In early 2009, the eTwinning motto changed from "School partnerships in Europe" to "The community for schools in Europe".

In 2022, eTwinning moved to a new platform.

==Participating countries==
Member States of the European Union are part of eTwinning: Austria, Belgium, Bulgaria, Croatia, Cyprus, Czech Republic, Denmark, Estonia, Finland, France, Germany, Greece, Hungary, Ireland, Italy, Latvia, Lithuania, Luxembourg, Malta, Poland, Portugal, Romania, Slovakia, Slovenia, Spain, Sweden and The Netherlands. Overseas territories and countries are also eligible. In addition, Albania, Bosnia and Herzegovina, North Macedonia, Iceland, Liechtenstein, Norway, Serbia and Turkey can also take part.

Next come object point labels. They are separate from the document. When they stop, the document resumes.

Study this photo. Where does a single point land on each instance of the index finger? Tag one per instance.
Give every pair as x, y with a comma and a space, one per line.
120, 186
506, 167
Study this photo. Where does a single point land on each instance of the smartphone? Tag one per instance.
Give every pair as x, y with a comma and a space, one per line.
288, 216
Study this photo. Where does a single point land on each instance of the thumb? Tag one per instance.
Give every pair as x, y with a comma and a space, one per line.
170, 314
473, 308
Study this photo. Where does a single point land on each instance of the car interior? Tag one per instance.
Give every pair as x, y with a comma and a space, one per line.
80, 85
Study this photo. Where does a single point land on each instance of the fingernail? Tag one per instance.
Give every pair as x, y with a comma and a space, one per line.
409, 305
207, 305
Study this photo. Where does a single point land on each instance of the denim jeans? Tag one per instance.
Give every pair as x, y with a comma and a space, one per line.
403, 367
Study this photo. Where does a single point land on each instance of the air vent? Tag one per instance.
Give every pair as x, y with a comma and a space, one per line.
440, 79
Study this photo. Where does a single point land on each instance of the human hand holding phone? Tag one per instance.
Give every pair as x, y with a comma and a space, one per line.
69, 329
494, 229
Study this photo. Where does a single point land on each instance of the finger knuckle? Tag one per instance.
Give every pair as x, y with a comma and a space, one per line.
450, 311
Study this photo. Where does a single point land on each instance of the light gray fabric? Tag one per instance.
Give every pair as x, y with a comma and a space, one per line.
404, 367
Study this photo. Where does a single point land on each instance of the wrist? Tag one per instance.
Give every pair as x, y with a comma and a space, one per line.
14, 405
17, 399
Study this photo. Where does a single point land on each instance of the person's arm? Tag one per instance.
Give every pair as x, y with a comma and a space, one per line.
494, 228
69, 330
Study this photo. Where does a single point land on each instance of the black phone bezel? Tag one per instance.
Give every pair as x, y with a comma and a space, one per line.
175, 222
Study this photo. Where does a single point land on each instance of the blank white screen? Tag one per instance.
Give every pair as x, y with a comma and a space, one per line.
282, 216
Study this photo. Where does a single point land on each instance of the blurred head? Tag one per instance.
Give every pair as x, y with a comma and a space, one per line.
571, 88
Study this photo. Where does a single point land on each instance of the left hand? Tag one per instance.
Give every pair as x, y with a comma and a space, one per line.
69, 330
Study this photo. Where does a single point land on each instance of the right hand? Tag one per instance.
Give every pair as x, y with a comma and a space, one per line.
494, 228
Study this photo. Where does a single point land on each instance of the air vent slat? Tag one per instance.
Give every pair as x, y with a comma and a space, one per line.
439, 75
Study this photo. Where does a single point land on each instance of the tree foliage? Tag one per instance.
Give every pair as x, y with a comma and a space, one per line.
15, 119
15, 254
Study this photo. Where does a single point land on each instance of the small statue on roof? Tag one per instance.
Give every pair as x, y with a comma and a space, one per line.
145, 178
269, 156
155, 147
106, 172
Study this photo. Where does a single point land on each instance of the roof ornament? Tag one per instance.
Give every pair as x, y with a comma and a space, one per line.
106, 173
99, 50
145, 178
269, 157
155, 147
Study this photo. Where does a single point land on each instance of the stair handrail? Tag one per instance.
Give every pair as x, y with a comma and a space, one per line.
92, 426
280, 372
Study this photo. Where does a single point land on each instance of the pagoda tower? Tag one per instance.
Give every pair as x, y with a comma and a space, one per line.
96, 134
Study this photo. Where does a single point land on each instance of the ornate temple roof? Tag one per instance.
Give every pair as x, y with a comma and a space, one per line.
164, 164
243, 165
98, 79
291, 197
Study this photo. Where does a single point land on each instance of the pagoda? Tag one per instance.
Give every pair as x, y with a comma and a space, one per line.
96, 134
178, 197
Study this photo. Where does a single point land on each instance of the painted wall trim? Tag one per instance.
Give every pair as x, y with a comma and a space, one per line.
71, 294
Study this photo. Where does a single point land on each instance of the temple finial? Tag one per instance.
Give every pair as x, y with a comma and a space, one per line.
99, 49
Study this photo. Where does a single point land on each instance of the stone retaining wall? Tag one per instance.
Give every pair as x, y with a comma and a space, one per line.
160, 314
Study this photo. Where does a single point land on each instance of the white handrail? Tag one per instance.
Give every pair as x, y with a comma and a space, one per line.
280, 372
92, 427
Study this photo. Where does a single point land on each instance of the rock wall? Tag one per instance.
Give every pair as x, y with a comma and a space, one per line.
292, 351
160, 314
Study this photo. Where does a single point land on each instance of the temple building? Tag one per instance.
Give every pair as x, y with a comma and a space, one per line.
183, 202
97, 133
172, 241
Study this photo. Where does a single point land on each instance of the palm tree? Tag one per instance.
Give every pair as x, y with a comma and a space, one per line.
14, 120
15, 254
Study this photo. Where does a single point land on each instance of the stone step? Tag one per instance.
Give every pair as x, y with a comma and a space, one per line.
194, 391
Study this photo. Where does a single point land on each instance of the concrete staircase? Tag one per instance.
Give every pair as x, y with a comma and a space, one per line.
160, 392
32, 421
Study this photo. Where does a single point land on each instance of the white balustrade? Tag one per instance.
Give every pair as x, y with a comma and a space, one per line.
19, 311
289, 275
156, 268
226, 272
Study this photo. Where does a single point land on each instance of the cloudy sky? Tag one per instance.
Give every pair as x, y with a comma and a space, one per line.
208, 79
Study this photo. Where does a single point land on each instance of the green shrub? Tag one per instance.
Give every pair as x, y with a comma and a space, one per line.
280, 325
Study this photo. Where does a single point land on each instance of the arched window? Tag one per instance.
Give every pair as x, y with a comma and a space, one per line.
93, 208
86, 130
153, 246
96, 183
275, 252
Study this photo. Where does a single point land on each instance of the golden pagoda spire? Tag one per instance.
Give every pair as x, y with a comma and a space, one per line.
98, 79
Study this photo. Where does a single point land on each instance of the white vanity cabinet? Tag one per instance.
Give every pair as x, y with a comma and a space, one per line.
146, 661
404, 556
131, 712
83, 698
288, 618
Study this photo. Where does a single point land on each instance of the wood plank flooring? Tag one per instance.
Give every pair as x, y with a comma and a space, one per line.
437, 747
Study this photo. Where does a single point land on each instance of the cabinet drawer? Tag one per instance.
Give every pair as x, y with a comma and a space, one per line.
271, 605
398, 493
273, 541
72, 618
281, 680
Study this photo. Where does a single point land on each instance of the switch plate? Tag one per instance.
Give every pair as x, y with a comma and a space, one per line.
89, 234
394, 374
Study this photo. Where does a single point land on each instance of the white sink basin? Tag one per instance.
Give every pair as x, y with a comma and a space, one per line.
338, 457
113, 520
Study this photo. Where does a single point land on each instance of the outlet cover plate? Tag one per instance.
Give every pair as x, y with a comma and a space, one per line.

Seven countries from the European neighbourhood (including Armenia, Azerbaijan, Lebanon, Georgia, Moldova and Ukraine) are also part of eTwinning via the eTwinning Plus scheme, as well as countries which are part of the Eastern Partnership, and Tunisia and Jordan (which are part of the Euro-Mediterranean Partnership, EUROMED).

==Operation==
The main concept behind eTwinning is that schools are paired with another school elsewhere in Europe and they collaboratively develop a project, also known as eTwinning project. The two schools then communicate online (for example, by e-mail or video conferencing) to collaborate, share and learn from each other. eTwinning encourages and develops ICT skills as the main activities inherently use information technology. Being 'twinned' with a foreign school also encourages cross-cultural exchanges of knowledge, fosters students' intercultural awareness, and improves their communication skills.

eTwinning projects can last from one week to several months, and can go on to create permanent relationships between schools. Primary and secondary schools within the European Union member states can participate, in addition to schools from Turkey, Norway and Iceland.

In contrast with other European programs, such as the Comenius programme program, all communication is via the internet; therefore there is no need for grants. Along the same lines, face-to-face meetings between partners schools are not required, although they are not prohibited.

European schoolnet has been granted the role of Central Support Service (CSS) at European level. eTwinning is also supported by a network of National Support Services.